18 Turning then to what constitutes a "proceeding", the term is defined in s 4 of the FCA Act to mean "a proceeding in a court, whether between parties or not, and includes an incidental proceeding in the course of, or in connexion with, a proceeding, and also includes an appeal". This means, as Adamson J pointed out in Chan at [34], [67] and [70], that the Court may have regard to baseless applications or appeals or repeated oral applications with no proper basis. It follows, that an application for an extension of time within which to appeal or seek leave to appeal, being for example incidental proceedings in connexion with a proceeding, would constitute a "proceeding", as would, for example, an application for the issue of a subpoena.

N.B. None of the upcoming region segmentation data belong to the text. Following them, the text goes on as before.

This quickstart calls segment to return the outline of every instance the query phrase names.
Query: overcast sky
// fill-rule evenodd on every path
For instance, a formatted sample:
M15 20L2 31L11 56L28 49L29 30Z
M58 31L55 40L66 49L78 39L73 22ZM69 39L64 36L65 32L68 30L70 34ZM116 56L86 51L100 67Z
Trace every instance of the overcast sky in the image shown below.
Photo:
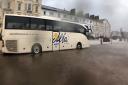
M112 30L128 31L128 0L43 0L43 4L66 10L77 8L108 19Z

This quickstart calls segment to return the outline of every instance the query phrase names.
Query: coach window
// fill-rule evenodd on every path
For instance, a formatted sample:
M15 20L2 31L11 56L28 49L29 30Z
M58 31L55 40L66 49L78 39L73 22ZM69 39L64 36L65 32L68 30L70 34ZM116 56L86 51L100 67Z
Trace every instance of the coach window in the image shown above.
M54 31L60 32L62 31L62 23L59 21L54 22Z
M31 18L32 30L45 30L45 20L38 18Z
M17 17L17 16L6 16L5 28L6 29L28 29L29 18Z
M54 23L54 21L52 21L52 20L46 20L46 30L47 31L53 31L53 23Z

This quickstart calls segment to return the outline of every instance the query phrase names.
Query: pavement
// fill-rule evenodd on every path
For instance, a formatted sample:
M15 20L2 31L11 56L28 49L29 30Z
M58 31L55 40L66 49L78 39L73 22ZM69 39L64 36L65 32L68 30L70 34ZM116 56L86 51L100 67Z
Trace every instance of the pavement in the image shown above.
M128 44L0 55L0 85L128 85Z

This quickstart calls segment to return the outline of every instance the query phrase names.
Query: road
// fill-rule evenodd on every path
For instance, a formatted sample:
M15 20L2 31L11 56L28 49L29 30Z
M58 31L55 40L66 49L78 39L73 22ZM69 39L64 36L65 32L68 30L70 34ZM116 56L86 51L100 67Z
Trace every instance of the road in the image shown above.
M0 85L128 85L128 44L0 55Z

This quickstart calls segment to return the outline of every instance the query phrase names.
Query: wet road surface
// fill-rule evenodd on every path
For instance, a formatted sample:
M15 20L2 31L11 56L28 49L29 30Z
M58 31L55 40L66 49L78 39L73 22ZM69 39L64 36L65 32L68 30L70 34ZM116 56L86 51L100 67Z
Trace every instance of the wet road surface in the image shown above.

19 Furthermore, the word "institute" as defined in s 37AM(1)(a) includes "for civil proceedings - the taking of a step or the making of an application that may be necessary before proceedings can be started against a party". A request for a bankruptcy notice to be issued by the Official Receiver is an example of the taking of a step necessary before proceedings in a court may be started against the debtor by way of a creditor's petition, as I held in HWY Rent Pty Ltd v HWY Rentals (in liq) (No 2) [2014] FCA 449 at [103]. A further example of such a step is Mr Croker's request, as an undischarged bankrupt, for the consent of the Trustee in Bankruptcy to file the application for special leave to appeal to the High Court in the ex gratia payments proceedings: see at [200] below. Furthermore, as the Registrar submits, the reference in s 37AO(1) to conducting proceedings permits the Court to have regard to the way in which proceedings are carried on after they have been instituted irrespective of whether or not they were regularly and appropriately commenced.
20 Finally, in determining whether the criteria in s 37AO(1) are satisfied, I am not limited to considering the decisions of the Federal Court but may have regard under s 37AO(6) to:
(a) proceedings instituted (or attempted to be instituted) or conducted in any Australian court or tribunal; and
(b) orders made by any Australian court or tribunal; and
(c) the person's overall conduct in proceedings conducted in any Australian court or tribunal (including the person's compliance with orders made by that court or tribunal);
including proceedings instituted (or attempted to be instituted) or conducted, and orders made, before the commencement of this section.
21 In this regard, as Adamson J said in Chan at [39]:
While the Court needs to form its own view about each piece of litigation relied on… the Court is entitled to have regard to the result of the proceedings, and where appropriate, the findings of, and views expressed by, the various judicial officers who dealt with them: [Attorney-General (NSW) v] Wilson [[2010] NSWSC 1008] at [22]; Attorney General v Croker [2010] NSWSC 942 at [125]; Attorney General v Gargan at [7].
22 As such, it is appropriate among other things for me to have regard to the decision in Attorney-General (NSW) v Croker [2010] NSWSC 942 (Croker (NSWSC)) in which Fullerton J determined that it was appropriate to make a vexatious proceedings order pursuant to s 8(7)(b) of the NSW Act against Mr Croker. That order prevented Mr Croker from instituting proceedings in New South Wales other than by leave of an appropriate court under the NSW Act. An application for leave to appeal from that decision was dismissed with costs by the Court of Appeal on the grounds that nothing raised by Mr Croker cast any doubt on the decision and there was no basis for considering that there is any prospect of success in the appeal: Croker v Attorney-General (NSW) [2010] NSWCA 355 (Allsop ACJ (as his Honour then was) and McColl JA).